Missions d’anciens chefs d’État, communiqués conjoints des chancelleries occidentales, résolution du Parlement européen, retrait de l’OIF et de la Cedeao du processus électoral… autant d’initiatives qui se sont heurtées au jusqu’au-boutisme d’Alpha Condé. La communauté internationale, dont la diplomatie préventive a échoué à prévenir ces atteintes, est aujourd’hui absorbée par la gestion de la crise du Covid-19 et donc désormais absente.
Sous pression dans leur lutte contre le référendum ouvrant la voie à un troisième mandat présidentiel d’Alpha Condé, les Guinéens doivent maintenant gérer l’épidémie du Covid-19.
Le Covid-19 a alourdi l’épreuve des Guinéens…

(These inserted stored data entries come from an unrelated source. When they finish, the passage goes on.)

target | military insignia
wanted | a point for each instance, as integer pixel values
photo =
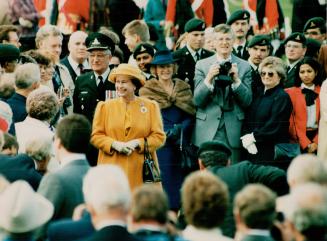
(95, 42)
(142, 49)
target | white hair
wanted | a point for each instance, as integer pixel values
(26, 75)
(106, 187)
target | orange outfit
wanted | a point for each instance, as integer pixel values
(114, 120)
(299, 116)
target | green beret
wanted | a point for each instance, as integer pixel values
(261, 40)
(296, 37)
(99, 41)
(194, 24)
(8, 52)
(316, 22)
(143, 48)
(214, 146)
(238, 15)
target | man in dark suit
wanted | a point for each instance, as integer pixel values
(255, 212)
(240, 24)
(295, 49)
(215, 157)
(259, 48)
(92, 87)
(76, 61)
(193, 51)
(107, 196)
(222, 92)
(64, 186)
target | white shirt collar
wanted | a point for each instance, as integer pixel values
(104, 76)
(304, 86)
(222, 60)
(260, 232)
(106, 223)
(192, 51)
(70, 158)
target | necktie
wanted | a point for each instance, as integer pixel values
(310, 96)
(239, 51)
(101, 89)
(81, 68)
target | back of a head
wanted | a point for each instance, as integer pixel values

Alors que le pouvoir redouble d’efforts pour museler la contestation, les mesures de lutte contre le Covid-19 sont difficiles à supporter pour la majorité de la population qui gagne sa vie au jour le jour. Les impacts sociaux et économiques s’annoncent violents. La Guinée manque déjà de ressources nécessaires pour faire face et une nouvelle crise de la dette guette le pays. L’annonce par le G20, le 15 avril, d’un possible report de la dette des pays pauvres, pourrait lui donner un peu d’air, mais ne réglera pas les difficultés auxquelles elle sera confrontée dans les années à venir, lorsqu’elle sera appelée à rembourser.

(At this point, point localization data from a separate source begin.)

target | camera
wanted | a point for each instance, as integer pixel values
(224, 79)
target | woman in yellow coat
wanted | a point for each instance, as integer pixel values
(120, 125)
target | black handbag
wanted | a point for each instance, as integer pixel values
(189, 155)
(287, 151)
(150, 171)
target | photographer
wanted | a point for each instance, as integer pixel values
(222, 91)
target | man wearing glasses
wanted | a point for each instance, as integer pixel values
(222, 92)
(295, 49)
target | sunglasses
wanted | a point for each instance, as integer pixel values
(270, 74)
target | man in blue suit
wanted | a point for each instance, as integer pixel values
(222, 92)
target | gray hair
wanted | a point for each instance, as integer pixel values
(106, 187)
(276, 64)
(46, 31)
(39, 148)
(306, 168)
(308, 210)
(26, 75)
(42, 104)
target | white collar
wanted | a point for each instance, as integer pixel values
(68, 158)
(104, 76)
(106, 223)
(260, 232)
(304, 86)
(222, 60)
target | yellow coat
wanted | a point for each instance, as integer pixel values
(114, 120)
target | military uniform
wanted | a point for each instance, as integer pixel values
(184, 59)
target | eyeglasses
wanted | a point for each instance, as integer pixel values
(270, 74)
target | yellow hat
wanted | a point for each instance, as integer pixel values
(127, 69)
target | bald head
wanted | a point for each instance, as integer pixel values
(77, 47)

… qui n’ont pas baissé les bras
Cette situation alarmante n’est pas désespérée. Depuis le début de la contestation, des centaines de milliers de personnes ont manifesté régulièrement, de manière pacifique, malgré la violence de la répression. Les journalistes et acteurs de la société civile font preuve d’une résilience et d’une abnégation remarquables tant pour lutter contre l’impunité que pour dénoncer les détournements de fonds publics par des responsables politiques. Les forces sociales et politiques de Guinée sont là, prêtes à s’investir dans le renforcement de la démocratie. De nombreuses initiatives en témoignent : dialogues et contrôles citoyens, concertations locales, médiations entre communautés, syndicalisme puissant. Reste à leur ouvrir l’espace civique et leur garantir le respect des libertés publiques.
Toutes ces forces démocratiques ont un rôle primordial à jouer pour permettre à la Guinée de relever les défis sanitaires, politiques, économiques et sociaux. Il est essentiel de rebâtir le contrat social entre gouvernants et citoyens, de créer les conditions de la confiance.
Ne pas tourner le dos à la Guinée
La communauté internationale, mobilisée contre le Covid-19, ne doit pas délaisser les enjeux de démocratie et de gouvernance, indispensables pour éviter le drame sanitaire, économique et social qui s’annonce. Elle doit prendre position, soutenir les revendications légitimes de la population et défendre les droits de l’homme. Aujourd’hui, en Guinée, c’est tout autant la santé des citoyens que leurs droits fondamentaux qui sont en danger. Il y a urgence à sauver les valeurs démocratiques pour lesquelles le peuple se bat.
Par Jean-Baptiste Callebout, conseiller confédéral Afrique, CGT, Manuèle Derolez, délégué général, CCFD-Terre solidaire, Vincent Destival, délégué général, Secours catholique Caritas France, Fanny Gallois, coordinatrice, Plateforme Dette et Développement, Marc Ona Essangui, président, Tournons la page, Malik Salemkour, président, Ligue des droits de l’homme.